Black Atlantik (III)
Funk is a slippery category, not so much a musical genre but rather a feeling, nurtured in the blues, schooled in R&B, spirited as a sonic dust devil, fatback organ and shape-shifting guitar, Gabriel’s mighty horn, smoldering saxophone and slinky low-down second-line bass, polyrhythm and a crosscut saw, percussive anvil hammer at the forging fire of beauty, weaving lightning through this masquerade of darkness, a slumbering nocturne and the wail of a long lonesome train, the unanswered call and response, “Where does the night go ?”

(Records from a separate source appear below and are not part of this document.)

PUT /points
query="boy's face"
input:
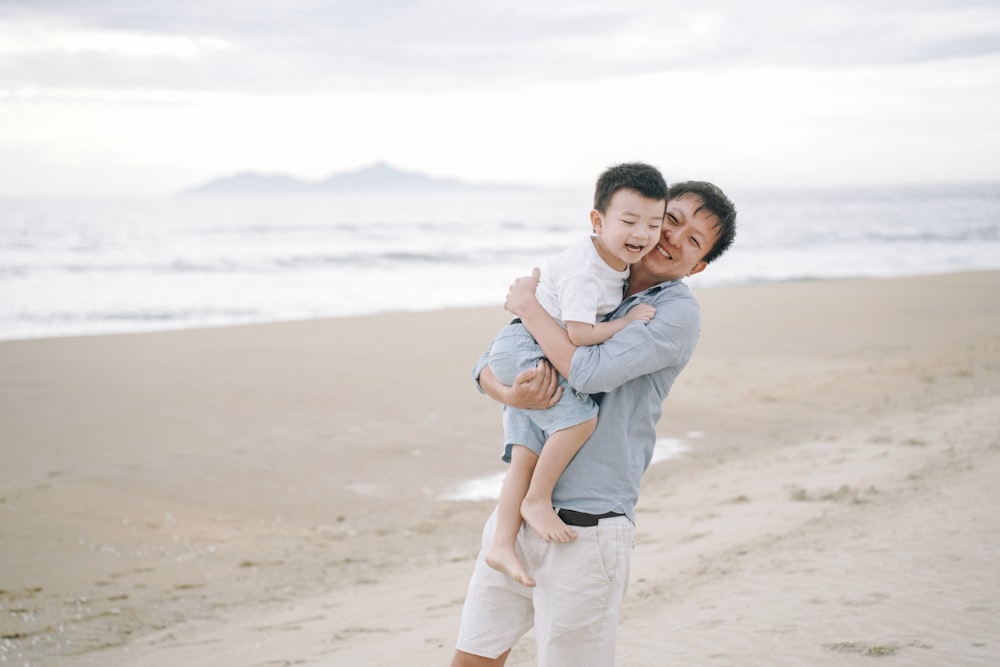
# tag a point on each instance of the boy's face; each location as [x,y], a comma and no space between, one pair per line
[688,233]
[628,229]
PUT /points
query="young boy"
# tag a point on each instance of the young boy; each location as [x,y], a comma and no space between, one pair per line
[578,287]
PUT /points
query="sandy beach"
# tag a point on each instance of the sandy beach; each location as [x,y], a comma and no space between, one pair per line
[277,494]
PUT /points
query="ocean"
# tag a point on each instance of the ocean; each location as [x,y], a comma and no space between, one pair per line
[101,266]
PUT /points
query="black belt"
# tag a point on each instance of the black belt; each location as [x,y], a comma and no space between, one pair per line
[582,519]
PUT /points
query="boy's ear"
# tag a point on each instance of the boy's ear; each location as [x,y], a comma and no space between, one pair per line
[596,219]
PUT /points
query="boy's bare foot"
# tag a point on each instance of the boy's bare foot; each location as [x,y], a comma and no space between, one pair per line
[506,561]
[544,520]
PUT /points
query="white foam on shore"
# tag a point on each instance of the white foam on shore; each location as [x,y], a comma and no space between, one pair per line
[488,488]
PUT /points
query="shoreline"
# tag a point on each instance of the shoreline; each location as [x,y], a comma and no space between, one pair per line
[270,493]
[761,283]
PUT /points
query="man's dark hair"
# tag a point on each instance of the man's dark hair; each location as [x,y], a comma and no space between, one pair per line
[643,178]
[715,201]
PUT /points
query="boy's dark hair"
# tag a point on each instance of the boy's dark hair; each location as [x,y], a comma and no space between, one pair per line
[643,178]
[715,201]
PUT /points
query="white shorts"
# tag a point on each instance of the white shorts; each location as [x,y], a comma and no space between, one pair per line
[574,606]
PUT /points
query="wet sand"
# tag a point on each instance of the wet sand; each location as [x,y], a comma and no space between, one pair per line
[273,494]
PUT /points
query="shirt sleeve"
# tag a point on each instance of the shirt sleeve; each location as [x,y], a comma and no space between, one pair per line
[639,349]
[482,363]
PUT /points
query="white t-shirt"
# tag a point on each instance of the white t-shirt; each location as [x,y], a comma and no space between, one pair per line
[578,286]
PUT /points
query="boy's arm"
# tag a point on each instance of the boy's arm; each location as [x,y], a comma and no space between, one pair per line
[536,388]
[667,340]
[552,338]
[585,333]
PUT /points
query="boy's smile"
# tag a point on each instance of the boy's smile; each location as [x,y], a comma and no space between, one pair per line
[628,229]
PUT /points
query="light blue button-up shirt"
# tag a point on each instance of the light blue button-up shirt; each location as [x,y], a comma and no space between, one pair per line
[634,371]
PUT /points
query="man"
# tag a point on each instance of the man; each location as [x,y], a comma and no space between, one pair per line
[580,584]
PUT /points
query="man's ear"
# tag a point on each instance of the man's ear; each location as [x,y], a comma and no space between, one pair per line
[596,219]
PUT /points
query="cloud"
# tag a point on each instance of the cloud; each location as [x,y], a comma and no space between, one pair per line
[372,45]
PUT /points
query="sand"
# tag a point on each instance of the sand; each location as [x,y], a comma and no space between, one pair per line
[273,494]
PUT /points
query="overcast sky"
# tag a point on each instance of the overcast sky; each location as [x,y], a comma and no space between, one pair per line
[136,97]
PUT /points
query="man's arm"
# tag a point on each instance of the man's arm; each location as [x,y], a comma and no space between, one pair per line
[667,340]
[586,333]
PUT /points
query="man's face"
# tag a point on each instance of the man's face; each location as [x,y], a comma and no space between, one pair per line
[689,232]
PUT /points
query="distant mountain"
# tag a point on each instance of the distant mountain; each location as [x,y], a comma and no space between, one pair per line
[379,177]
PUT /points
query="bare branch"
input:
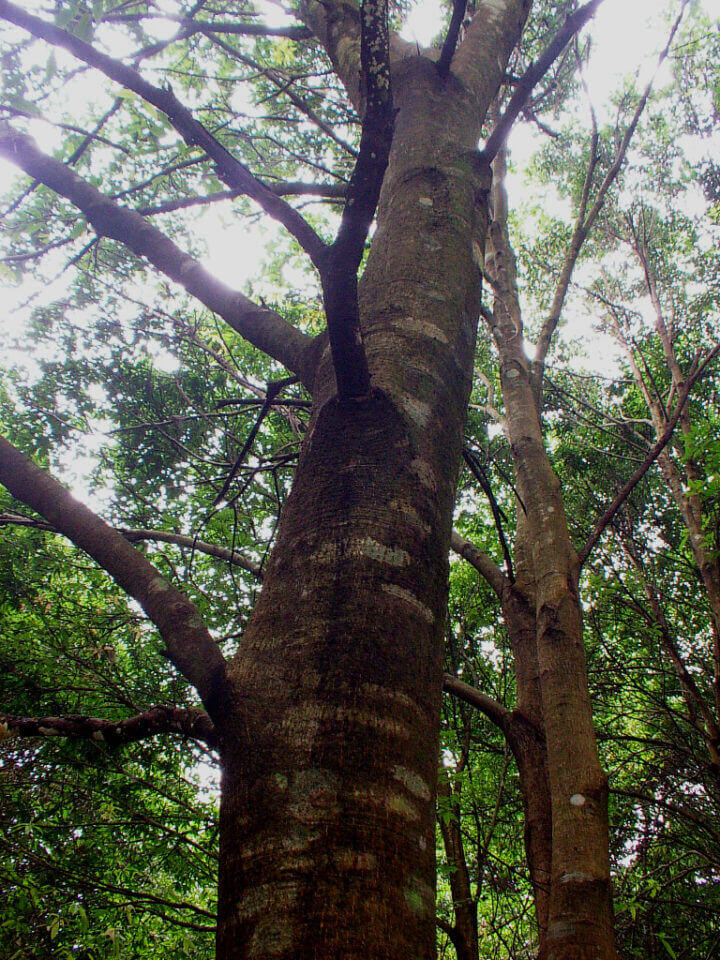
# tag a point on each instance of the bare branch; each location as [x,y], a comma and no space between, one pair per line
[493,709]
[189,644]
[195,724]
[339,273]
[230,170]
[486,567]
[534,74]
[159,536]
[586,220]
[263,328]
[693,376]
[451,39]
[476,468]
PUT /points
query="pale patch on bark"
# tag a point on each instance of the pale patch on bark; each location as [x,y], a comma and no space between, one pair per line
[422,327]
[301,724]
[410,514]
[412,781]
[418,411]
[424,472]
[403,594]
[334,550]
[373,691]
[577,877]
[420,897]
[354,861]
[403,807]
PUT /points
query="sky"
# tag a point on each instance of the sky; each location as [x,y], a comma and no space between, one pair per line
[627,35]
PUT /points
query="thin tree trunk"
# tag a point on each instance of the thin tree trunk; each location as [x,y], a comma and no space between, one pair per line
[580,923]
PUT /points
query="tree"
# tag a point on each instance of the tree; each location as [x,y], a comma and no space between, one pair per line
[326,714]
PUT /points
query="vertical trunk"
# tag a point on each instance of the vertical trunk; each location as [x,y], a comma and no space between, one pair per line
[580,925]
[327,821]
[465,933]
[528,743]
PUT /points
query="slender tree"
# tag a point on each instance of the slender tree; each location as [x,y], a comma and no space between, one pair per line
[326,713]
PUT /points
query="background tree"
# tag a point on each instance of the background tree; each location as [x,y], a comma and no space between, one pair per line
[326,828]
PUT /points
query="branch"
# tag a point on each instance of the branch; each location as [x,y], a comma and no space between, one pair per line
[448,48]
[584,223]
[336,24]
[534,74]
[339,273]
[261,327]
[477,471]
[273,391]
[159,536]
[608,516]
[230,170]
[486,567]
[493,709]
[189,644]
[195,724]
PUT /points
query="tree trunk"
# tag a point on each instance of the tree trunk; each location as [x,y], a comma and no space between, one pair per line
[327,842]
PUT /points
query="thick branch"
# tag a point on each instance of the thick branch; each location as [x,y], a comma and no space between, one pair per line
[230,170]
[482,56]
[534,74]
[189,644]
[339,274]
[612,510]
[188,723]
[493,710]
[263,328]
[159,536]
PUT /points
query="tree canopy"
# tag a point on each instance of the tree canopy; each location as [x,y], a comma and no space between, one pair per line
[196,204]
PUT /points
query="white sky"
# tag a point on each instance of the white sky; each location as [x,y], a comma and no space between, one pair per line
[627,35]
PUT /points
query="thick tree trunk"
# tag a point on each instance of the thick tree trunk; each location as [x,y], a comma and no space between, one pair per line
[327,826]
[580,922]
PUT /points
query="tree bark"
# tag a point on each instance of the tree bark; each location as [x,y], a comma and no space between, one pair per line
[328,792]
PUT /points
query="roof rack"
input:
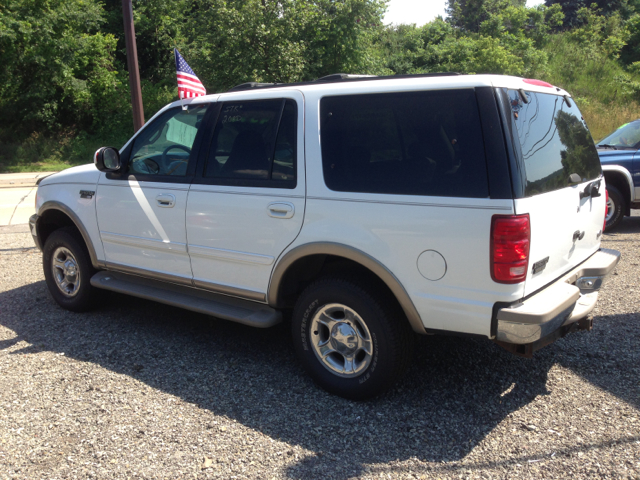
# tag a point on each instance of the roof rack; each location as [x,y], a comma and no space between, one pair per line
[336,78]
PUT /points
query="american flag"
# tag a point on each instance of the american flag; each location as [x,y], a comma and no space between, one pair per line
[189,85]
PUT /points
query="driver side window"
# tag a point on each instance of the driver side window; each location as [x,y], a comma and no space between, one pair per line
[164,147]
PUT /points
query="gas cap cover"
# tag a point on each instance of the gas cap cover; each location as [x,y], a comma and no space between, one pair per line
[432,265]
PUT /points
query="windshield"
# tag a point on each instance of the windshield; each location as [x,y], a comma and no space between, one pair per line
[628,135]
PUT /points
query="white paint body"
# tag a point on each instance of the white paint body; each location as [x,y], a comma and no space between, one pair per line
[225,235]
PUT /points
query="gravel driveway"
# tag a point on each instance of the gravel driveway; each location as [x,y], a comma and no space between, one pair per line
[141,390]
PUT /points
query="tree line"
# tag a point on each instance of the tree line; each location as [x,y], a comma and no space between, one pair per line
[63,64]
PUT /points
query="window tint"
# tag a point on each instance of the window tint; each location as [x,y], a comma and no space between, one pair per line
[553,141]
[255,144]
[418,143]
[164,147]
[626,136]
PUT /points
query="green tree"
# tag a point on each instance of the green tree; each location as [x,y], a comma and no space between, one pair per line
[468,15]
[56,67]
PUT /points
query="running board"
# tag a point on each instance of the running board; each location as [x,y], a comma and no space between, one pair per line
[220,306]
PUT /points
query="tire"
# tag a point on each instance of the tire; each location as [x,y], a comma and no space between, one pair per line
[616,208]
[68,270]
[353,341]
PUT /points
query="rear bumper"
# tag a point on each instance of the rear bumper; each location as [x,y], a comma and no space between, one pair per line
[565,301]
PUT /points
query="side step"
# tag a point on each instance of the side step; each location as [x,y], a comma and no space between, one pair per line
[220,306]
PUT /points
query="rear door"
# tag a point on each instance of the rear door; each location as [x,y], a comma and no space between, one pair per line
[558,162]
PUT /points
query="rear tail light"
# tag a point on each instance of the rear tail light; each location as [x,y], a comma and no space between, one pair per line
[510,240]
[606,210]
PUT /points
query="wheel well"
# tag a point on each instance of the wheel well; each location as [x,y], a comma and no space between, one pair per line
[620,182]
[52,220]
[307,269]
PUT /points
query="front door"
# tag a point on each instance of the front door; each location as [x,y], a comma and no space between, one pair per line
[247,202]
[141,213]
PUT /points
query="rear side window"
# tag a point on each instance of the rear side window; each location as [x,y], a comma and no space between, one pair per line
[552,140]
[416,143]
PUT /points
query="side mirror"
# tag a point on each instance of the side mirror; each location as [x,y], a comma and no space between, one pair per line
[107,159]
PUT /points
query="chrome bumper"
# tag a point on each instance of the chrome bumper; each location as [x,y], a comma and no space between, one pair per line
[567,300]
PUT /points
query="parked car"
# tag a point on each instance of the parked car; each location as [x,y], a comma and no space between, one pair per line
[371,208]
[618,153]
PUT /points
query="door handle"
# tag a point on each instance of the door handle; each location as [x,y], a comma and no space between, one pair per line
[166,200]
[281,210]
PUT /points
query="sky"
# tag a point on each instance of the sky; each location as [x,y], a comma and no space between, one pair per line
[422,11]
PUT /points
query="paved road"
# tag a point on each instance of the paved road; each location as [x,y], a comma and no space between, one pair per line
[17,197]
[141,390]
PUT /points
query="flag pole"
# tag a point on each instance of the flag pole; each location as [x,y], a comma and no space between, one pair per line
[175,56]
[132,64]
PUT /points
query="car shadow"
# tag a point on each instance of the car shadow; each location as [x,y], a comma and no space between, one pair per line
[627,225]
[456,391]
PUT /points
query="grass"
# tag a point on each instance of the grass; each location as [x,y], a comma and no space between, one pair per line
[604,119]
[50,154]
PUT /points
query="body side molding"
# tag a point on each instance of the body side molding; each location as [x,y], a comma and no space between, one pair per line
[55,205]
[339,250]
[627,176]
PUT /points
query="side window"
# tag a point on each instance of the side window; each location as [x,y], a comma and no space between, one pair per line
[254,144]
[164,147]
[416,143]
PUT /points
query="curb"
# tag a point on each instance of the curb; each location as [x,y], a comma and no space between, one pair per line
[21,180]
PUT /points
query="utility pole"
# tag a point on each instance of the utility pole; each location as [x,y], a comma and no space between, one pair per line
[132,63]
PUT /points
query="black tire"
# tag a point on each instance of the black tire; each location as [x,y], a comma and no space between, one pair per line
[66,247]
[616,203]
[386,326]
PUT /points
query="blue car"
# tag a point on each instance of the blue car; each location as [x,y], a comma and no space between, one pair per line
[621,167]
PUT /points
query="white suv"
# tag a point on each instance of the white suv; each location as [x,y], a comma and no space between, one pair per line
[370,207]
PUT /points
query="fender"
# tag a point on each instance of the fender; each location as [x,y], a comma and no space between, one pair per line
[54,205]
[626,174]
[339,250]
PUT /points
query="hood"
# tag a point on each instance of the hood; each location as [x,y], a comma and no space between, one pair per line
[81,174]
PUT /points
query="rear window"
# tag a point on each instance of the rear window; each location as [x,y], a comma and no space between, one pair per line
[417,143]
[552,140]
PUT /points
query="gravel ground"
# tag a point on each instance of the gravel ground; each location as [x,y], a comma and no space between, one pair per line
[141,390]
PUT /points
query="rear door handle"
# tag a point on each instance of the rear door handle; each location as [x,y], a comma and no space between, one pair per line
[166,200]
[281,210]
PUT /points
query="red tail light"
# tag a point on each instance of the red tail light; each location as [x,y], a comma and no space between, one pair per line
[606,210]
[510,240]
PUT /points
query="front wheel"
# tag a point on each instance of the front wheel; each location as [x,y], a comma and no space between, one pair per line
[353,341]
[68,270]
[615,208]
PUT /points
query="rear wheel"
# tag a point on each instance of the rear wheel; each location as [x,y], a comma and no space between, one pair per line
[68,270]
[615,208]
[353,341]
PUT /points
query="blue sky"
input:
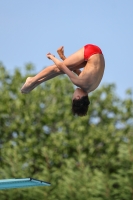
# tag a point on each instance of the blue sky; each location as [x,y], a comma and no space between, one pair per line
[29,29]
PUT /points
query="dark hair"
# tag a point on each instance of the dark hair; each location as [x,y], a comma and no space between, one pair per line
[80,106]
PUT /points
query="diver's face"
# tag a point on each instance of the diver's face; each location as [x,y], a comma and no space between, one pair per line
[78,94]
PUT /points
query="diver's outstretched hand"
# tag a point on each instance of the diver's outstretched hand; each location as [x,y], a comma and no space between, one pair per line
[60,52]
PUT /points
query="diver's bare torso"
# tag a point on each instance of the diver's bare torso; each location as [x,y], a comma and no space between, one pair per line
[93,72]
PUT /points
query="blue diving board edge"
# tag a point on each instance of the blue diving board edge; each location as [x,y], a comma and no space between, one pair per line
[22,182]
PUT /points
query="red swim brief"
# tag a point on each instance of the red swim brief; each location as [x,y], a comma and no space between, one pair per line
[90,50]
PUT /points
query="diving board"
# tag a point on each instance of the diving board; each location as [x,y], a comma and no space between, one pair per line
[20,183]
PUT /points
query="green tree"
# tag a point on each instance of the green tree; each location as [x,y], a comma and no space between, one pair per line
[83,157]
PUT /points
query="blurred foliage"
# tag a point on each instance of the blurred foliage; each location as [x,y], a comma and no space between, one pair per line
[83,158]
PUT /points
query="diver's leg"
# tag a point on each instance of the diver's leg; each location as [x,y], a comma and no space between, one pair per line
[73,62]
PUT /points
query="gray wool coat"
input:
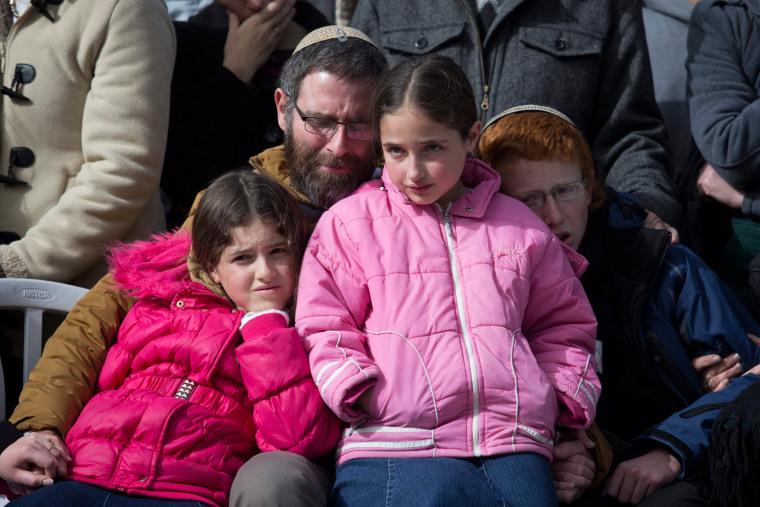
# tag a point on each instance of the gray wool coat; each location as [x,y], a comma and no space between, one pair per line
[724,91]
[587,58]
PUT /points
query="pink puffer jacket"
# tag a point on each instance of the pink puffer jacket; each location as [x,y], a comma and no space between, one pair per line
[471,325]
[184,397]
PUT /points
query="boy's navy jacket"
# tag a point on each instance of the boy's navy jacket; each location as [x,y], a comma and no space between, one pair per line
[667,307]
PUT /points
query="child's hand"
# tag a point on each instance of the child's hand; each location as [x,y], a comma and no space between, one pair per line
[252,315]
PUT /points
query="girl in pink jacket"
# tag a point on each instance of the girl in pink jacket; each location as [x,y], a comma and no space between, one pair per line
[206,372]
[442,320]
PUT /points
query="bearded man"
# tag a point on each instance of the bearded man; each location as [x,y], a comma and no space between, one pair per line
[329,150]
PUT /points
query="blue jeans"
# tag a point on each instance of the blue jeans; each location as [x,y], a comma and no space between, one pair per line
[70,493]
[522,479]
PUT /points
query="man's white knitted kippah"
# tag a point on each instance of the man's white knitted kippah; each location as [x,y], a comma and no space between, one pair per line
[341,33]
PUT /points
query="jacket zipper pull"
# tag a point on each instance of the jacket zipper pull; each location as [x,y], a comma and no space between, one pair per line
[484,104]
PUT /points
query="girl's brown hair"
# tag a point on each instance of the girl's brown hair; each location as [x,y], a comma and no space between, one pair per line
[434,85]
[536,136]
[238,198]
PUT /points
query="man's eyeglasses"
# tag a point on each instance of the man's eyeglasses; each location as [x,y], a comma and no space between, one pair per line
[326,127]
[560,193]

Funk genesis, social history, people on the move, involuntary, desperate to live, so many routes and tributaries of rhythm, West Africa and the Caribbean, New Orleans, Memphis, coursing the Mississippi, trawling the American South, Houston, Fort Worth, Kansas City, St. Louis, Chicago, Detroit, New York, LA, San Francisco and the Spanish main. For all ages young enough to dream, a little trip on the night train.
Michael Stone
Jazz Roots & Branches
Title | Artist | Album
Night Train | Jimmy Forrest | Jimmy Forrest’s Night Train
Peter Gunn | King Curtis | Have Tenor Sax Will Blow
One Mint Julep | Ray Charles | Genius + Soul = Jazz
Green Onions | Booker T & The MGs | Green Onions
I Got You (I Feel Good) | James Brown | I Got You (I Feel Good)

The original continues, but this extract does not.